Now, on this quiet Sunday morning, as the first light of dawn winks from the Pacific Ocean, the fleet prepares to change course.
There's no land in sight. Measured against the vast scale of the Pacific, this collection of warships is a tiny blip. But on a human scale, the fleet is enormous: six massive aircraft carriers, two battleships, nine destroyers, three cruisers, eight fuel tankers, and several small support ships. Below the waves are twenty-three accompanying submarines. On each carrier, the flight decks are lined with dozens of planes. In total, tens of thousands of crewmembers are aboard and mobilized.
For most of their ten-day journey, these ships have traveled eastward. Astonishingly, their movement across more than 3,500 miles of water—from a secluded bay on East Asian shores to here in the Central Pacific—has remained undetected by radar systems throughout the ocean. Every aspect of the fleet's journey has been planned and conducted at the highest levels of secrecy.

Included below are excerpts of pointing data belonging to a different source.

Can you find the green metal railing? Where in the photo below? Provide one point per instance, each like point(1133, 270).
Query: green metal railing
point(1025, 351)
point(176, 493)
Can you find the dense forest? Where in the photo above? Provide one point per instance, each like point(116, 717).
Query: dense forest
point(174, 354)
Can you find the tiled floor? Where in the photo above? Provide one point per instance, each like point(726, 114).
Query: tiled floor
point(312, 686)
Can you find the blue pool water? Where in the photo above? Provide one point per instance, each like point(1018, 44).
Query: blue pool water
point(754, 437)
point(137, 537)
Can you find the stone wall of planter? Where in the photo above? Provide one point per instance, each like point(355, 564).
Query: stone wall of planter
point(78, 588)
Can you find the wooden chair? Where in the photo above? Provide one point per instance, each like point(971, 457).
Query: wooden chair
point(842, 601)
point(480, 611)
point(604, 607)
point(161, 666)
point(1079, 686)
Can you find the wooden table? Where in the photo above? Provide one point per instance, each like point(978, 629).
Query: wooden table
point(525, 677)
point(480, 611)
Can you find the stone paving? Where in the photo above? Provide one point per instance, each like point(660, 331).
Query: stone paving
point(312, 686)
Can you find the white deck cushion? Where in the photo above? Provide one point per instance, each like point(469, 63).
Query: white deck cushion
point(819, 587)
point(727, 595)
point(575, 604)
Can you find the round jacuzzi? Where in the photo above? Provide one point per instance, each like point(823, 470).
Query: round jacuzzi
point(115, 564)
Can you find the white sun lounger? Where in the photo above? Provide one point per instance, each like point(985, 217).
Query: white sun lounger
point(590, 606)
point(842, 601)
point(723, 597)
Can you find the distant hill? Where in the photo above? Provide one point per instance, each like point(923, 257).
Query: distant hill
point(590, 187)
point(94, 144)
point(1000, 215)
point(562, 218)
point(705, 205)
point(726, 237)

Now, several hundred miles south of the Aleutian Islands, the fleet commander issues a series of orders to chart a southern course. As the ships begin to move in the new direction, the slower-moving tankers break off from the fleet. The rest accelerate, going from twenty knots to twenty-four knots, a speed that provides momentum suitable for aircraft to launch from carrier decks.

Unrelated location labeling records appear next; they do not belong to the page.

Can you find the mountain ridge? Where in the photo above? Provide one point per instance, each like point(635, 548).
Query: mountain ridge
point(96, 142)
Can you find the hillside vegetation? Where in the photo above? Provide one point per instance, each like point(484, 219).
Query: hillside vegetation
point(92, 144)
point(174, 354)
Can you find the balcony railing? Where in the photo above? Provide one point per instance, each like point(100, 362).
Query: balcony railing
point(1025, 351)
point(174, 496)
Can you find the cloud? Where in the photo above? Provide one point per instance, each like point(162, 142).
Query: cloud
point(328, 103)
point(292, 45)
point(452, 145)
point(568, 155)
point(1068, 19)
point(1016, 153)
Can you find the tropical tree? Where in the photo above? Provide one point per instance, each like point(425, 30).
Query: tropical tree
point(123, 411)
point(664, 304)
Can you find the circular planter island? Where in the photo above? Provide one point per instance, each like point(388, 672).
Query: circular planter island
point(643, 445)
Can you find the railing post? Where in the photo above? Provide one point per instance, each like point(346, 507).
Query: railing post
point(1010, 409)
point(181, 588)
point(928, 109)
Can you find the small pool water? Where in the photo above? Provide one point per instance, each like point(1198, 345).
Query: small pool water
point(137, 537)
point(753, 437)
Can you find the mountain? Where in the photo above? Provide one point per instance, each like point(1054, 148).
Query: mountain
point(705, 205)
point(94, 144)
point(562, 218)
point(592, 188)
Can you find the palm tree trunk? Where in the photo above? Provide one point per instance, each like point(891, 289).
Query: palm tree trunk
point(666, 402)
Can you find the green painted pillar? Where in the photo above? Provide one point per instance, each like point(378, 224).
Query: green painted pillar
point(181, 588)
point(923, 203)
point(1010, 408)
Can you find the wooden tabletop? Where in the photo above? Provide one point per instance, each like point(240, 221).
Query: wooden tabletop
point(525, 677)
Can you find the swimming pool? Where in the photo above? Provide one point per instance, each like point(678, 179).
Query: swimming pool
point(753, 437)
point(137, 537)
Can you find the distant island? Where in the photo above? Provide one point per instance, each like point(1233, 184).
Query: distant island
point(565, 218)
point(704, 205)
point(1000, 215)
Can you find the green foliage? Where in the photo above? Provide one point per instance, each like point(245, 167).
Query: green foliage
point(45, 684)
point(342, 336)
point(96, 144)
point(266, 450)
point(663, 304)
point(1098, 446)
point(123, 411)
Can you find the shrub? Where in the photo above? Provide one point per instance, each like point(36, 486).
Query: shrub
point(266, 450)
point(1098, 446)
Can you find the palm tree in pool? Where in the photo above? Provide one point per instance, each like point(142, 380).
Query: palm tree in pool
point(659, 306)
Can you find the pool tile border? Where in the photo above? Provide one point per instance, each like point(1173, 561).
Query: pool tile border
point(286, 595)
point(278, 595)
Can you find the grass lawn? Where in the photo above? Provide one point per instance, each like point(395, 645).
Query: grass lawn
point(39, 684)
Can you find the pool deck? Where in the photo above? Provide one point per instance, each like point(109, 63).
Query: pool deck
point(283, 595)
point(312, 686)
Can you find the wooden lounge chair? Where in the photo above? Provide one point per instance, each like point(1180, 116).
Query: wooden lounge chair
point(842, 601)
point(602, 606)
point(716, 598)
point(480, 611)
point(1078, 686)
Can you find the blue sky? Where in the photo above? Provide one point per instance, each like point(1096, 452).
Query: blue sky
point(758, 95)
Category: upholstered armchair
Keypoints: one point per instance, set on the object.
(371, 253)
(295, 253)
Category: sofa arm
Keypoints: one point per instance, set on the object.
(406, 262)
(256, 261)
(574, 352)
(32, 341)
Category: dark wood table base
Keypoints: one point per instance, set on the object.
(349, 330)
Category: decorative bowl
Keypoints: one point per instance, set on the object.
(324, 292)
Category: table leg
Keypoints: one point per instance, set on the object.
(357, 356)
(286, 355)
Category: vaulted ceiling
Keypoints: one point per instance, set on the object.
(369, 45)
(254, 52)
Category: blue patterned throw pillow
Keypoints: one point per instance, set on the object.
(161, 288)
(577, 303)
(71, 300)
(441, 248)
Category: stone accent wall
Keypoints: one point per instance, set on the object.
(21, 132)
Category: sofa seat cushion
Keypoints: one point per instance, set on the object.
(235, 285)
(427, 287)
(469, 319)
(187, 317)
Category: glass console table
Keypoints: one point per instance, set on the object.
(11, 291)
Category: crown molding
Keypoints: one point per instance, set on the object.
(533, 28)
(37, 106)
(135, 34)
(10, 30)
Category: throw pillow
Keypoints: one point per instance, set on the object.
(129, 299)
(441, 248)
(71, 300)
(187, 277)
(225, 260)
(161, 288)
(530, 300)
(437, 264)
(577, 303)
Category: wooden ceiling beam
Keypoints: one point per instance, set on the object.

At 6:05 a.m., a green light is waved on the deck of the flagship carrier. It's a signal to launch. One by one, engines roar and warplanes speed across the runway, rising into the dark morning air above the ocean waters. The other carriers simultaneously launch planes of their own.

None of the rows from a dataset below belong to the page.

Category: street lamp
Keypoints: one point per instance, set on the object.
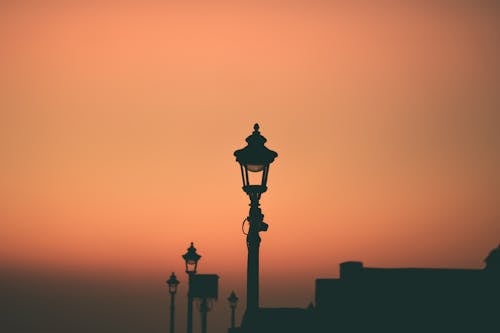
(254, 162)
(233, 301)
(191, 258)
(172, 288)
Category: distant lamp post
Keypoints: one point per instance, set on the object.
(191, 259)
(172, 288)
(233, 302)
(205, 306)
(254, 160)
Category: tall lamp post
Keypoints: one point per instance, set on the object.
(172, 288)
(191, 258)
(254, 162)
(233, 301)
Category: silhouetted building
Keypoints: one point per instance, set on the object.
(289, 320)
(410, 299)
(366, 299)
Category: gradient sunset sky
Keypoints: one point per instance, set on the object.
(118, 123)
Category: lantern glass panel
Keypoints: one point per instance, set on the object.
(255, 167)
(191, 266)
(172, 288)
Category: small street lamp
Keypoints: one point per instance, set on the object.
(191, 259)
(254, 160)
(233, 302)
(172, 288)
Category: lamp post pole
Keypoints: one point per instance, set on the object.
(233, 301)
(204, 311)
(172, 288)
(254, 158)
(191, 258)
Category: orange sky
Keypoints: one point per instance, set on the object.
(118, 125)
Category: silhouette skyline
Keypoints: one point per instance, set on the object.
(118, 123)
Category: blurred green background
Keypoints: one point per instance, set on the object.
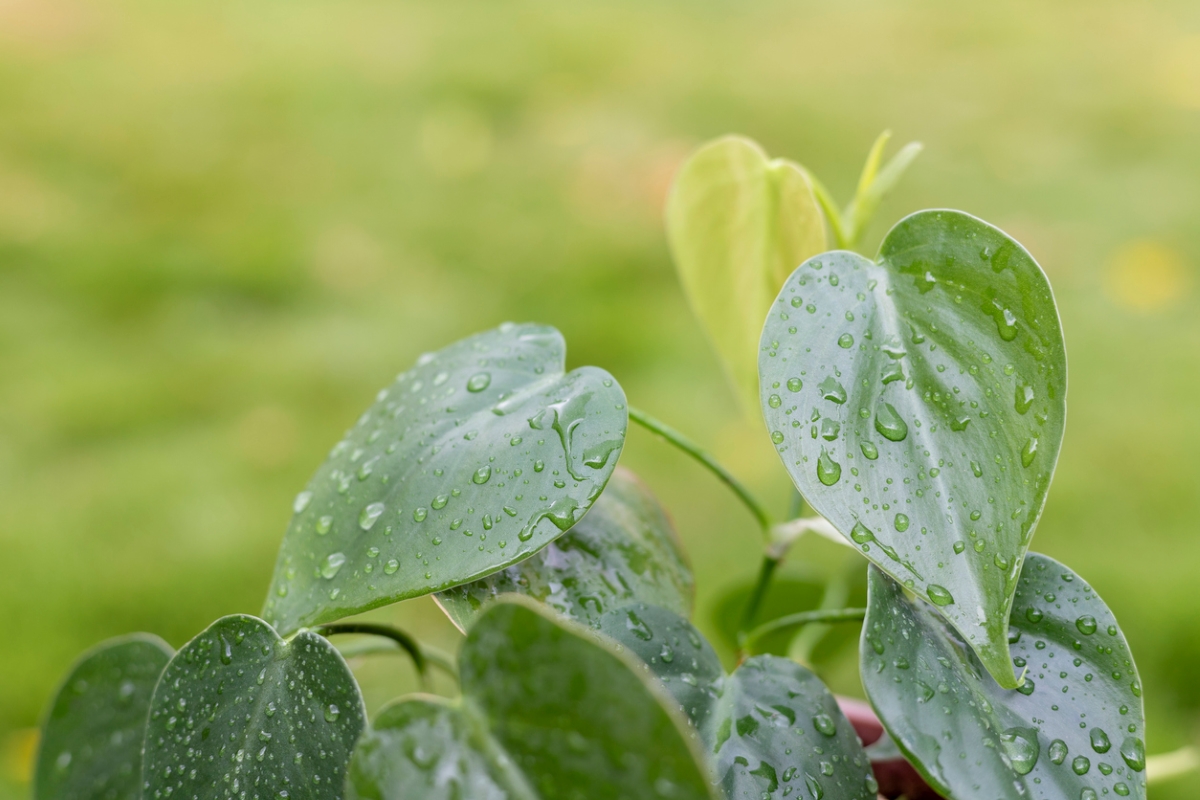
(223, 226)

The aircraft circle above the fleet and begin to maneuver. A total of 183 planes are soon flying south in battle formation, leaving the ships behind.
A reconnaissance plane shoots ahead of the others, disappearing in the clouds. The pilot's job is to scout the sea and air ahead, tuning into nearby radio frequencies to see if there's any indication that either the planes or carriers have been detected.
Ninety minutes later, at roughly 7:40 a.m., the lead pilots can see a sliver of land in the distance. They send a signal to the others: The air fleet remains undetected. Visibility is strong. The coast is clear. Time to attack.
The target? A small island of less than six hundred square miles. It's a place they're not at war with—yet the Japanese air fleet commanders are about to unleash the full destructive power of their fighter planes, bombers, torpedo planes, and dive-bombers.
This is a surprise attack, a preemptive strike intended to inflict maximum shock and devastation.
Within the next two hours, the world will change.